3. Na primeira fase do PREC, os grupos económicos portugueses e as potências ocidentais tinham apostado em soluções golpistas de tipo chileno, mas a derrota sofrida no 11 de março desacreditou Spínola como dirigente e forçou esse bloco social a uma maior prudência. Paralelamente, a configuração de uma maioria PS-PPD nas eleições de 1975 permitiu-lhes agregar sob a bandeira da Constituinte um vasto conjunto de forças contra-revolucionárias, do ELP ao MRPP, passando pelas direitas parlamentares e pela social-democracia. Com essa bandeira, puderam também romper a precária unidade do MFA, promover a criação do Grupo dos Nove e conquistar a hegemonia dentro do Conselho da Revolução. Os partidos e militares “moderados” chegaram às vésperas do 25 de novembro aliados a forças da contra-revolução mais extrema e armados de uma determinação inflexível. A invocação táctica da legitimidade eleitoral não os fazia perderem de vista o objectivo de uma contra-revolução inadiável. Sob a luva de veludo da Constituinte, escondia-se o punho de ferro da guerra civil que, em caso de necessidade, já estava preparada e encomendada.

4. Em todo o caso, instruído pelos fracassos de Spínola, o bloco novembrista absteve-se de alguma nova aventura golpista e apurou-se principalmente na arte da provocação. Aquilo que a esquerda sempre soubera, e que sempre a arredara com naturalidade de tomar alguma iniciativa militar (exceptuado o próprio 25 de Abril, que não foi a bem dizer uma iniciativa só da esquerda), tornara-se agora matéria de consenso: “O primeiro a saltar, perde”. Se a esquerda, remetida à defensiva desde a derrota eleitoral de abril de 1975, compreendia melhor do que nunca essa verdade de sempre, a direita tinha urgência em fazer culminar a sua ofensiva num desenlace final, guardando-se embora de alguma nova precipitação que lhe comprometesse a dinâmica de vitória. 

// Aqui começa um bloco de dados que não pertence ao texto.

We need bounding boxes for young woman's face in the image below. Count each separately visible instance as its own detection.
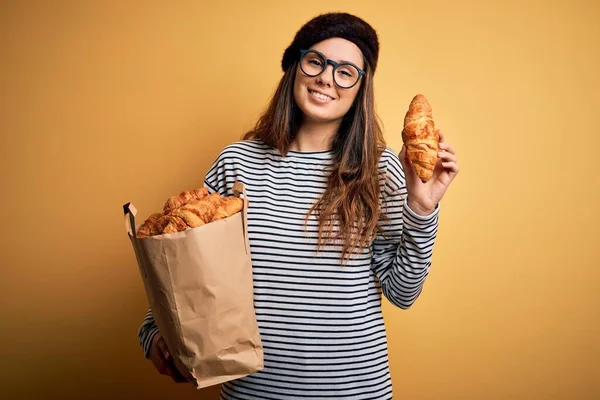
[294,38,365,122]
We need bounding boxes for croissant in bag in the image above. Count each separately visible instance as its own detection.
[124,182,264,389]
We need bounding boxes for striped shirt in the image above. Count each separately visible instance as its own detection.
[138,140,439,400]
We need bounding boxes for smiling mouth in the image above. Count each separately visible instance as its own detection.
[308,89,333,101]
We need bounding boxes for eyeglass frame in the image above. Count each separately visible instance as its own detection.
[299,49,366,89]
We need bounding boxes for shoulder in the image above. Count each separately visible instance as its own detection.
[217,139,272,162]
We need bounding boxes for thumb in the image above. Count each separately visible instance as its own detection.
[156,336,171,360]
[398,145,413,175]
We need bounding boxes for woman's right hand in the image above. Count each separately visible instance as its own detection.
[148,333,187,383]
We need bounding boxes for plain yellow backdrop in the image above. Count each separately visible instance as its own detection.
[0,0,600,400]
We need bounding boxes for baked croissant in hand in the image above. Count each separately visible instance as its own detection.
[402,94,439,182]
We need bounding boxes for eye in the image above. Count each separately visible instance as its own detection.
[308,57,323,67]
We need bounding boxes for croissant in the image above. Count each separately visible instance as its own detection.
[402,94,439,182]
[163,187,208,214]
[137,213,169,238]
[137,188,244,238]
[159,215,187,235]
[170,196,218,228]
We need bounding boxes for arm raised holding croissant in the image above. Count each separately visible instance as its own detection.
[399,94,459,215]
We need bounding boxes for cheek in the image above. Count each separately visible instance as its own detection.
[340,88,358,111]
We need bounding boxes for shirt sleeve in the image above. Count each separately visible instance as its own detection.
[372,152,439,309]
[204,146,236,196]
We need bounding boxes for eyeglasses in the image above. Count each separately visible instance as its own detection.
[300,50,365,89]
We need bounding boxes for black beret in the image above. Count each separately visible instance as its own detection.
[281,13,379,72]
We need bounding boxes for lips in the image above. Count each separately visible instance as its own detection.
[308,89,334,102]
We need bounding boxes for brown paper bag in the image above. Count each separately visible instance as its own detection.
[123,182,264,389]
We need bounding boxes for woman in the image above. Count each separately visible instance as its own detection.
[139,13,458,400]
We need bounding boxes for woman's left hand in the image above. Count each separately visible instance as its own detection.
[399,129,459,215]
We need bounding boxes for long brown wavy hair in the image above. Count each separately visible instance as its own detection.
[243,62,386,263]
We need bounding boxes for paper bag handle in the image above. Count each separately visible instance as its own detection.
[233,181,250,255]
[123,203,137,238]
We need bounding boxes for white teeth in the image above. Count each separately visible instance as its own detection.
[310,90,333,100]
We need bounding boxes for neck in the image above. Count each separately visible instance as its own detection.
[290,121,341,152]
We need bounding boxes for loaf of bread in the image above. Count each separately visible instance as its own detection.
[402,94,439,182]
[137,188,244,238]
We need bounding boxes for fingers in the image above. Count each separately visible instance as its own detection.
[442,161,460,175]
[438,150,456,162]
[398,145,413,175]
[154,334,171,360]
[438,142,456,154]
[437,129,444,143]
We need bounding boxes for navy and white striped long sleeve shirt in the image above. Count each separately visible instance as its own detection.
[138,140,439,400]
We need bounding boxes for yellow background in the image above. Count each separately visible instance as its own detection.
[0,0,600,400]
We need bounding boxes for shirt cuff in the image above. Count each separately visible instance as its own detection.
[404,198,440,226]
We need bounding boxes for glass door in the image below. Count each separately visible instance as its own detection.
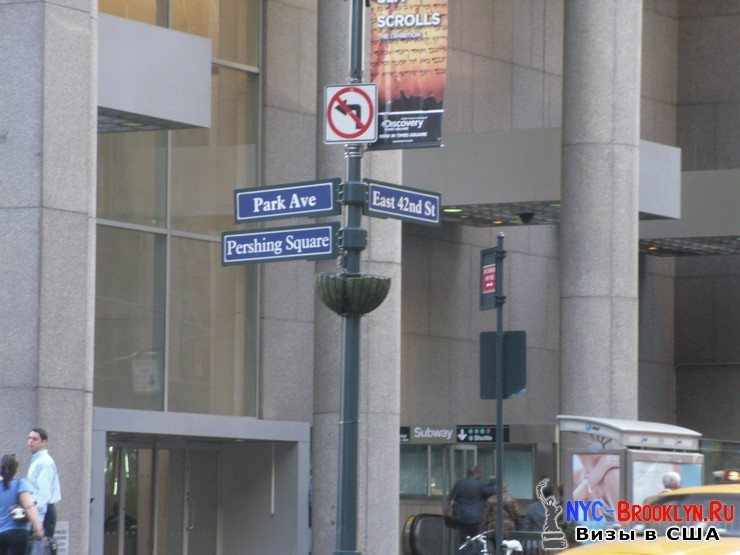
[104,439,219,555]
[183,449,218,555]
[450,445,478,484]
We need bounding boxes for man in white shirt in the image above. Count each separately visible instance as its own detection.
[26,428,62,538]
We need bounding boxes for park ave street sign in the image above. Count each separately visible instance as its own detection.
[366,180,441,225]
[234,178,341,223]
[221,223,339,266]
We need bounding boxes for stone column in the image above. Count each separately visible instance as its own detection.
[312,0,401,555]
[0,0,97,555]
[560,0,642,418]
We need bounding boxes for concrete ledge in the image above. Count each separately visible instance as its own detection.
[98,13,212,130]
[93,407,311,442]
[403,128,681,219]
[640,169,740,239]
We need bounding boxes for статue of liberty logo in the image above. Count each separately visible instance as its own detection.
[534,478,568,551]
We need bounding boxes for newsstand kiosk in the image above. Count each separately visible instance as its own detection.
[555,415,704,524]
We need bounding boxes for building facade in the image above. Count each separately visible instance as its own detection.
[0,0,740,555]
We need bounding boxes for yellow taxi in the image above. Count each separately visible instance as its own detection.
[564,484,740,555]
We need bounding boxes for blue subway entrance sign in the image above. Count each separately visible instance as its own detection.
[221,223,339,266]
[234,178,341,223]
[366,181,441,225]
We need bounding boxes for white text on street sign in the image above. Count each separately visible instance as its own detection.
[367,181,441,225]
[221,223,339,266]
[234,178,341,223]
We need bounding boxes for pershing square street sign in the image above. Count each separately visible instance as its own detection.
[221,223,339,266]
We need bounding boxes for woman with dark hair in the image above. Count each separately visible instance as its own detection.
[0,455,44,555]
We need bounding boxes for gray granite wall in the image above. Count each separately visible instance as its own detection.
[0,0,97,555]
[675,0,740,440]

5. Durante o verão e outono de 1975, a direita política e militar conspirou, portanto, mas não saltou. Agitou na praça pública, encheu a Alameda, assaltou sedes de partidos e sindicatos, manobrou nas secretarias e preparou febrilmente a guerra civil. Em vésperas do 25 de novembro, foi ao ponto de cortar o país a meio, em Rio Maior, de iniciar a transferência da capital, deslocando para o Porto grande parte dos seus quadros políticos – ministros que fariam funcionar o Governo e deputados que reuniriam como Constituinte. Mário Soares viria mesmo a admitir mais tarde que preparavam no Porto a marcha sobre a “Comuna de Lisboa”. Mas a estratégia continuava a consistir em provocar a esquerda para alguma acção exasperada que pudessem rotular como “golpe”.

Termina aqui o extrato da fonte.